In conclusion, while goblins and house elves are beings, they do not have the same rights as wizards. They are not fully included in the wizarding society because they are either mistrusted or considered lowly beings. Humans consider themselves superior over other beings, and they do not make a secret out of this. The same can be said about the way they treat werewolves (Remus Lupin, anyone?) or these other creatures that I’ve mentioned before: centaurs. Humans keep regarding them as inferior, as can be seen in the mid-1990s classification of the Ministry of Magic, where they are supposed to have ‘near-human intelligence’, which is an insult they do not take lightly. Likewise, the centaurs consider themselves superior over us. Can it therefore not be said that each creature considers themselves the best of all?
I am not sure whether wizards are truly conscious of their discrimination towards these other species. Mostly, I believe, it is simply the result of being so accustomed to set rules and traditions that it has become part of their culture and their identity. Let’s return to the Fountain of Magical Brethren, which depicts several beings looking up in awe at a wizard and a witch. When Harry looked closely during his first visit to the Ministry, the humans were clearly fake and too pretty, while the goblin and the centaur would never look at wizards that way – only the house elf did, and they still do.

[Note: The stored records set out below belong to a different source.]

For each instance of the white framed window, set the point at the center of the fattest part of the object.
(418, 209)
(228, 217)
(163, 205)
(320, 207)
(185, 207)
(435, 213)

This fountain, then, seems to be a metaphor for what I have tried to make clear in this article: although there seems to be harmony between all beings, and although wizards seem to want to treat others as equals, this is only superficial. Apparently, it doesn’t matter whether creatures are defined as beasts or beings. The only thing that matters is that they are human beings.
Food for thought
- Would you be able to come up with a better definition to make a distinction beings and beasts?
- Do you think this way of classifying certain things also happens in our world? If so, how?
- In the books, Harry is friends with house elves and on friendly terms with Griphook the goblin. What does that say about him? And in which way do you think one’s upbringing influences the way in which they see magical creatures?
- Newt Scamander wants to protect beasts, something others find quite odd. What does this say about him?
- “If you want to know what a man’s like, take a good look at how he treats his inferiors, not his equals.” How does Sirius Black’s comment relate to the issue of classification?